3.7 Q-1

Question Statement

Find the area between the $x$ axis and the curve $y = x^2 + 1$ from $x = 1$ to $x = 2$ .

Background and Explanation

To solve this problem, we need to calculate the area under the curve $y = x^2 + 1$ between $x = 1$ and $x = 2$ . The concept used here is definite integration, which gives the area under a curve between two points.

Solution

We need to compute the following integral to find the area:

A = \int_{1}^{2} (x^2 + 1) , dx

This integral can be broken into two simpler integrals:

A = \int_{1}^{2} x^2 , dx + \int_{1}^{2} 1 , dx

Step 1: Evaluate the first integral

The integral of $x^2$ is:

\int x^2 , dx = \frac{x^3}{3}

Now evaluate this from $x = 1$ to $x = 2$ :

\left[ \frac{x^3}{3} \right]_{1}^{2} = \frac{(2)^3}{3} - \frac{(1)^3}{3} = \frac{8}{3} - \frac{1}{3} = \frac{7}{3}

Step 2: Evaluate the second integral

The integral of 1 is simply:

\int 1 , dx = x

Now evaluate this from $x = 1$ to $x = 2$ :

\left[ x \right]_{1}^{2} = 2 - 1 = 1

Step 3: Combine the results

Now, add the results from the two integrals:

A = \frac{7}{3} + 1 = \frac{7}{3} + \frac{3}{3} = \frac{10}{3} \text{ square units}

Thus, the area under the curve is $\frac{10}{3}$ square units.
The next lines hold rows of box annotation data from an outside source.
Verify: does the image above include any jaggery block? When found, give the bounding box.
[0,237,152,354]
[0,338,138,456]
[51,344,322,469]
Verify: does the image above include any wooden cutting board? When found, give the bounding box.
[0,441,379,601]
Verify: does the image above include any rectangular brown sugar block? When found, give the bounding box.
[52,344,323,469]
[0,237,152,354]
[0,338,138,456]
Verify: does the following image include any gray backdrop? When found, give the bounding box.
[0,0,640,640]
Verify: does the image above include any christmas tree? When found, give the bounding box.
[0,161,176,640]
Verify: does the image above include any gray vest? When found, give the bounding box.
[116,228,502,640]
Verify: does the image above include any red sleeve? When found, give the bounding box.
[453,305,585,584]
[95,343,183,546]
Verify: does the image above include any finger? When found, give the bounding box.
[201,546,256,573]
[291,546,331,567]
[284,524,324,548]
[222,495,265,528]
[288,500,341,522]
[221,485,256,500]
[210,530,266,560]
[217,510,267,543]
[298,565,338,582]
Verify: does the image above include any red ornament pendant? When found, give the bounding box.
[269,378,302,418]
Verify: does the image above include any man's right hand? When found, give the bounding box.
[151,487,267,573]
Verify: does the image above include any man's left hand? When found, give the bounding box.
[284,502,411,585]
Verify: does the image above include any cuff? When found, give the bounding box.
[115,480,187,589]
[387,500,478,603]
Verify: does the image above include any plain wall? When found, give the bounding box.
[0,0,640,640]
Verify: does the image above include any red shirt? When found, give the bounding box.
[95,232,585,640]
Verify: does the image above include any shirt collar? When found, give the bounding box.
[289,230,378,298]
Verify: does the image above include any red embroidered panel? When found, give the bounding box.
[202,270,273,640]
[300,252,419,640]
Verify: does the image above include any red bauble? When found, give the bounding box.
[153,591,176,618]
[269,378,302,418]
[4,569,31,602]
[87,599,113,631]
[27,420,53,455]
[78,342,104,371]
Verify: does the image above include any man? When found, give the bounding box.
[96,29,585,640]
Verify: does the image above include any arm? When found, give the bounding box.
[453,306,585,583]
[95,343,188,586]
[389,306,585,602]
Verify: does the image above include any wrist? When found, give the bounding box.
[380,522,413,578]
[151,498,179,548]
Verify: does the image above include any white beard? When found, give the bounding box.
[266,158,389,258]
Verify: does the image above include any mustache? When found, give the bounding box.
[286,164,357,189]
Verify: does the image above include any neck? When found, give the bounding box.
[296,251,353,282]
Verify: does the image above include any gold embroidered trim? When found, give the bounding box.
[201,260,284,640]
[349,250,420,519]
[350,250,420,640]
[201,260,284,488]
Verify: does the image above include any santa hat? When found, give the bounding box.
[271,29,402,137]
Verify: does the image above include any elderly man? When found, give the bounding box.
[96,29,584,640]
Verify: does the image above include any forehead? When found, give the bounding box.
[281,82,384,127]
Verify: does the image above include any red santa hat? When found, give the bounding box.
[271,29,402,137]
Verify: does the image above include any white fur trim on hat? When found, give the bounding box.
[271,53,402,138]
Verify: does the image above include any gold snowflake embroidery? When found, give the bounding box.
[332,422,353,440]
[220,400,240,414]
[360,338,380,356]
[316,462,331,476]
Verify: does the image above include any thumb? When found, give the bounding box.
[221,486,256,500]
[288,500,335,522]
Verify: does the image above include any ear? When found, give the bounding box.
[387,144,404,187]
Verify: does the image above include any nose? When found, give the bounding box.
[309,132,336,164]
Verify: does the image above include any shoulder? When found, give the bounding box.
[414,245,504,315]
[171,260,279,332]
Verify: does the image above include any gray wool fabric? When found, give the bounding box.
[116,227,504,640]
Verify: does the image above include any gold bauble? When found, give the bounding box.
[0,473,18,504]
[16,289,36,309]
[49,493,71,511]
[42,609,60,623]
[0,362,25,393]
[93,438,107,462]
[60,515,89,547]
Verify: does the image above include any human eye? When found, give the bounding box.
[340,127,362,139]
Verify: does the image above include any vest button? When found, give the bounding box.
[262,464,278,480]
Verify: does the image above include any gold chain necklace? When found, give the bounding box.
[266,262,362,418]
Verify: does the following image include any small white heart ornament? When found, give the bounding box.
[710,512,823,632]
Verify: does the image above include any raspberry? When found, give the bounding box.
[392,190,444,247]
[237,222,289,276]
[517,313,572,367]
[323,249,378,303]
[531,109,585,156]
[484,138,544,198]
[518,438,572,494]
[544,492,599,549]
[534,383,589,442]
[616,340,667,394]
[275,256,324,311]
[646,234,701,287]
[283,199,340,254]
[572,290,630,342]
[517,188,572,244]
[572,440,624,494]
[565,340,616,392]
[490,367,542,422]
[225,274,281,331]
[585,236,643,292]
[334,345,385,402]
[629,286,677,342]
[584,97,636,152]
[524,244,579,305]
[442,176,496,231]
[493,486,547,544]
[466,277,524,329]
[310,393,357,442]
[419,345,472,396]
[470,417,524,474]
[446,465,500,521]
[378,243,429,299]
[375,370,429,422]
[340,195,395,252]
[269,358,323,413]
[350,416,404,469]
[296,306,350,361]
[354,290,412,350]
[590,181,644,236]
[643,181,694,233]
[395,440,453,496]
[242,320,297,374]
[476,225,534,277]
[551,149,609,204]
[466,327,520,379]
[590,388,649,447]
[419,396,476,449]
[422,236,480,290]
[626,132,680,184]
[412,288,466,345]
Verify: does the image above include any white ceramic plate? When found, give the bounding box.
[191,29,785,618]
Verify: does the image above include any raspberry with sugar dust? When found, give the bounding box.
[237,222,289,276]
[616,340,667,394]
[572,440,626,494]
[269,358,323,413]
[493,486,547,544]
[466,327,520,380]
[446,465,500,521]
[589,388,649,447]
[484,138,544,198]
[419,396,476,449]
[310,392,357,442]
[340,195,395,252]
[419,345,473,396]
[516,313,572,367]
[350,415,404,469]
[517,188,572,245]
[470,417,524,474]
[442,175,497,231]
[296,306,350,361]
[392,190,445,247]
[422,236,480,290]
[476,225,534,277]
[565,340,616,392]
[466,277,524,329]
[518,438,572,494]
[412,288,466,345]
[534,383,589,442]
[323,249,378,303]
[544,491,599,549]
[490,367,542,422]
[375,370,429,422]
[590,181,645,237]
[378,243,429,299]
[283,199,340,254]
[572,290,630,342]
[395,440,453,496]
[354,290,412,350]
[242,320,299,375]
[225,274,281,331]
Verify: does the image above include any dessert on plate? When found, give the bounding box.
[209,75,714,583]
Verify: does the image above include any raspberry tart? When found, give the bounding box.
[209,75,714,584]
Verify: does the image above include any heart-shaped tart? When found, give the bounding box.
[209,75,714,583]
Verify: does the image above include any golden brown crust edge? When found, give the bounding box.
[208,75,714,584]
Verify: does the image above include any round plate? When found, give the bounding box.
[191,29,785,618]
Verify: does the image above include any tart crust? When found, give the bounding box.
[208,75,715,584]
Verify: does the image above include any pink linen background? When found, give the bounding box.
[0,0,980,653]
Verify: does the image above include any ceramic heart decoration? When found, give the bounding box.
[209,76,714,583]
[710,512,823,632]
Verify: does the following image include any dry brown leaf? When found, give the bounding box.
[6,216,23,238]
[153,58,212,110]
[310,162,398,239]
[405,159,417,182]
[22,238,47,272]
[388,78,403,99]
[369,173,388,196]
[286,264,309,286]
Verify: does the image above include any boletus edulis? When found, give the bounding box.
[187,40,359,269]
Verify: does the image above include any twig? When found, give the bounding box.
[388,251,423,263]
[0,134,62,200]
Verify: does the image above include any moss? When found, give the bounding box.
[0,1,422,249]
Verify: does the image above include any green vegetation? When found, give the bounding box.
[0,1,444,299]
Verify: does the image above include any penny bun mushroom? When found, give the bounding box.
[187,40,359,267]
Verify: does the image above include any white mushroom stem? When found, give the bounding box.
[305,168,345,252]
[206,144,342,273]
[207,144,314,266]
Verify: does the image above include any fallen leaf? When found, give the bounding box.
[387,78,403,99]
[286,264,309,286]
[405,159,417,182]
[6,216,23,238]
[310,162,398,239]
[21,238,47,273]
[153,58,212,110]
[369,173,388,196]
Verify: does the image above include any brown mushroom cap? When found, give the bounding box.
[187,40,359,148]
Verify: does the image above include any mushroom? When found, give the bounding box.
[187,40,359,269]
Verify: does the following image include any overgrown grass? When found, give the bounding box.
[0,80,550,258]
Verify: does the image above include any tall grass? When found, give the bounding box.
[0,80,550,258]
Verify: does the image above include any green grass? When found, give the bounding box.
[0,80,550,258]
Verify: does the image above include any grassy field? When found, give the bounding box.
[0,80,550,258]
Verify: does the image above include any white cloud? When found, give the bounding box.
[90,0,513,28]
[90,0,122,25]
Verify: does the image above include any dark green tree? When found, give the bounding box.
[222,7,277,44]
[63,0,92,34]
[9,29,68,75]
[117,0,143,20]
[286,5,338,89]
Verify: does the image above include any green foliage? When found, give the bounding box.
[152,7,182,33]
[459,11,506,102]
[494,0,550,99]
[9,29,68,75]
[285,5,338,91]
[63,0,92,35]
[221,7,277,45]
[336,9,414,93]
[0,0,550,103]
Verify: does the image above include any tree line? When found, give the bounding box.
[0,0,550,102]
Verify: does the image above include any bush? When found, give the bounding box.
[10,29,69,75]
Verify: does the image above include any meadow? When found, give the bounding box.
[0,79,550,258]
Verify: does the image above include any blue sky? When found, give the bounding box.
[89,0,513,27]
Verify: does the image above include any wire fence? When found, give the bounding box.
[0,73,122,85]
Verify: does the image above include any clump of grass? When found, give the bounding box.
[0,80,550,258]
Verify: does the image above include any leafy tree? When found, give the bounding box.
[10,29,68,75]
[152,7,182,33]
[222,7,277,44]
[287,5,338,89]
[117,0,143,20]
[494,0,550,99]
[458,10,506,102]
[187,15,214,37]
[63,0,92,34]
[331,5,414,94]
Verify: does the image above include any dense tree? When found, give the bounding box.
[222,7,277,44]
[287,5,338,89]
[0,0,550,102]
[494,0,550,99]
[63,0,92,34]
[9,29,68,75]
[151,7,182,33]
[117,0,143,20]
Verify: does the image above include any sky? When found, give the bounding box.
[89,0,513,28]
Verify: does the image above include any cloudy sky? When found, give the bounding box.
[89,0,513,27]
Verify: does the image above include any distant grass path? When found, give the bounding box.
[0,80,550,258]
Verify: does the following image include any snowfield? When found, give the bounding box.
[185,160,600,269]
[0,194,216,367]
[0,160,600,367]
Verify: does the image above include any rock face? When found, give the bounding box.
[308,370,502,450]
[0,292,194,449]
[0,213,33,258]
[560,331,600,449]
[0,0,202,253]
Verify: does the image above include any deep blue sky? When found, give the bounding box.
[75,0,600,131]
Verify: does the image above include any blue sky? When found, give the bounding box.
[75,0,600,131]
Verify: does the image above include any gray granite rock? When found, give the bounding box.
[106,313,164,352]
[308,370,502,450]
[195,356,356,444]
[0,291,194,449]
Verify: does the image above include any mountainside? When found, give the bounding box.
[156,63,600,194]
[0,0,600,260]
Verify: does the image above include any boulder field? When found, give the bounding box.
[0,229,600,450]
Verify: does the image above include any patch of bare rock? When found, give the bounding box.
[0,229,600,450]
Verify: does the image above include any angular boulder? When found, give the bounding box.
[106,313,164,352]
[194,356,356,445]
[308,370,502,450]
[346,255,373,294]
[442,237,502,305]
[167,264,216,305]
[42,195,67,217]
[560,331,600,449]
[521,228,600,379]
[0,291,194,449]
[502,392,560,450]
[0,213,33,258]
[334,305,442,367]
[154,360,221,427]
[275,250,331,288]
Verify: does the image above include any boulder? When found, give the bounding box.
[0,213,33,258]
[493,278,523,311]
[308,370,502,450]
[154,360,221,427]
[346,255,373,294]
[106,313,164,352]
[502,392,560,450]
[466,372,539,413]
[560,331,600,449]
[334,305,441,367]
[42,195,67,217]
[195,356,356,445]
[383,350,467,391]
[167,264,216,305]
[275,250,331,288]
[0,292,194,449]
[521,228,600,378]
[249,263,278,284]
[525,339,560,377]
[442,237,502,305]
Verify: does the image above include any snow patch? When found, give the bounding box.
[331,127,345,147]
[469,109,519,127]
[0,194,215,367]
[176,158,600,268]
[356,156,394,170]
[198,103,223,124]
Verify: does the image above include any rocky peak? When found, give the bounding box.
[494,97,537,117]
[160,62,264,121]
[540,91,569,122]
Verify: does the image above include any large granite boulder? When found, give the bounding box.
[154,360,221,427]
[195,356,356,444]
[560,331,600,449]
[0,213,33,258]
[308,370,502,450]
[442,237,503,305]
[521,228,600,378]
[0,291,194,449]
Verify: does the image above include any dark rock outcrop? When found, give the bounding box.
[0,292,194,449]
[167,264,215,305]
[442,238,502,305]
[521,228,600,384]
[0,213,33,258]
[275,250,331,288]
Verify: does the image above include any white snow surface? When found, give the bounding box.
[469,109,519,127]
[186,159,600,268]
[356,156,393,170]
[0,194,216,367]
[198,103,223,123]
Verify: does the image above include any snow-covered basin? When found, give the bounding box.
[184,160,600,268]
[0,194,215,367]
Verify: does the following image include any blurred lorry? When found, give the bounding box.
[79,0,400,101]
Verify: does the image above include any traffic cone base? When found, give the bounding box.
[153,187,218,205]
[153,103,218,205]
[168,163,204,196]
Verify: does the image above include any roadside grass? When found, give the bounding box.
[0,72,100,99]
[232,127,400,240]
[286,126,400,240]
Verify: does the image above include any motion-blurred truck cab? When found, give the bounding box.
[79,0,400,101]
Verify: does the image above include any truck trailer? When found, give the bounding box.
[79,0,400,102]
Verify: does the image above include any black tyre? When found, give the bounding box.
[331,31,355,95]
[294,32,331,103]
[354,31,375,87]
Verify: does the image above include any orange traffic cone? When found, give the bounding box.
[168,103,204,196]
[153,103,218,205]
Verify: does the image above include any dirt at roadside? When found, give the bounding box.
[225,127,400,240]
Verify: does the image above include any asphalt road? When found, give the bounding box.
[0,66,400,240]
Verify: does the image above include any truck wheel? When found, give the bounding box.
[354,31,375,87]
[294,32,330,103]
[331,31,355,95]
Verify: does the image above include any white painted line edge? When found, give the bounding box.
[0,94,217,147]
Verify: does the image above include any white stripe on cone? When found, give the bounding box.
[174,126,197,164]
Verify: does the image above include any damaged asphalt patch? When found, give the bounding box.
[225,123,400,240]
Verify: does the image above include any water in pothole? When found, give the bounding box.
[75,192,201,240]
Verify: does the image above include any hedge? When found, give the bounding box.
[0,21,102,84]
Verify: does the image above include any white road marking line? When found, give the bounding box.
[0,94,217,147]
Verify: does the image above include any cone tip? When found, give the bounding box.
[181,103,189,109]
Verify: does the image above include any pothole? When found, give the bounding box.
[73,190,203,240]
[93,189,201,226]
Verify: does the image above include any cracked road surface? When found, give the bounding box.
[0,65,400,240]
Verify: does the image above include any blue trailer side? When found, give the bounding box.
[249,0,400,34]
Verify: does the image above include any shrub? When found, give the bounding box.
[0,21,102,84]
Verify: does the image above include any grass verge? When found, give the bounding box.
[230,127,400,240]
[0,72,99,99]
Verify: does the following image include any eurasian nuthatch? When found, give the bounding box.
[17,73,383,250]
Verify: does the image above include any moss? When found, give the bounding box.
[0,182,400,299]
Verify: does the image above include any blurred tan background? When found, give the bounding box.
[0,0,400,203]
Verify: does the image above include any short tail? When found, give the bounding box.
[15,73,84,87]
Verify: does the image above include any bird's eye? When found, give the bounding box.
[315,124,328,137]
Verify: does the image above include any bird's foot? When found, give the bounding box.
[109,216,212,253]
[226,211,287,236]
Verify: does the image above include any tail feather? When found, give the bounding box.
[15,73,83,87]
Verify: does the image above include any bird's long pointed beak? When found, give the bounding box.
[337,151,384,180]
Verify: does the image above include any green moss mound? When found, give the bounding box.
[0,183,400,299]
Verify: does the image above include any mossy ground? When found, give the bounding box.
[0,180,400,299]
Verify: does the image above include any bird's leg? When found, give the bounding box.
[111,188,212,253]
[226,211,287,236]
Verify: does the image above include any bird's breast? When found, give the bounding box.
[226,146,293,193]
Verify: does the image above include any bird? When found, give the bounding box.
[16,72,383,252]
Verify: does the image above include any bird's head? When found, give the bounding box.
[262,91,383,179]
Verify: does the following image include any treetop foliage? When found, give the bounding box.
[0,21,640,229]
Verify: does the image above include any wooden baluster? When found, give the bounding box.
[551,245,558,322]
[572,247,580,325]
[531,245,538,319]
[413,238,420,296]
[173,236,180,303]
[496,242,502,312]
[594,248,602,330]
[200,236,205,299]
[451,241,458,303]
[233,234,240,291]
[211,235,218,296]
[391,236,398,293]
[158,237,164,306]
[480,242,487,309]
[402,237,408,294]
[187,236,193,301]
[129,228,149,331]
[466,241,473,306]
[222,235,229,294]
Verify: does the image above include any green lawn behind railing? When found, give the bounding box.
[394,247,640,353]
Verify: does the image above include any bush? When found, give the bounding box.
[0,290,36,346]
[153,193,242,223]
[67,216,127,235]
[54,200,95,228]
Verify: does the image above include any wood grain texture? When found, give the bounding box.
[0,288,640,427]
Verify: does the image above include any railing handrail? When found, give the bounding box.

Key Formulas or Methods Used

Definite Integral: The area under a curve from $x = a$ to $x = b$ is given by:

A = \int_{a}^{b} f(x) , dx

Basic Integration Rules:
- $\int x^n , dx = \frac{x^{n+1}}{n+1}$
- $\int 1 , dx = x$

Summary of Steps

Set up the integral: $A = \int_{1}^{2} (x^2 + 1) , dx$
Break the integral into two parts: $A = \int_{1}^{2} x^2 , dx + \int_{1}^{2} 1 , dx$
Evaluate the first integral: $\frac{7}{3}$
Evaluate the second integral: $1$
Add the results: $A = \frac{10}{3} \text{ square units}$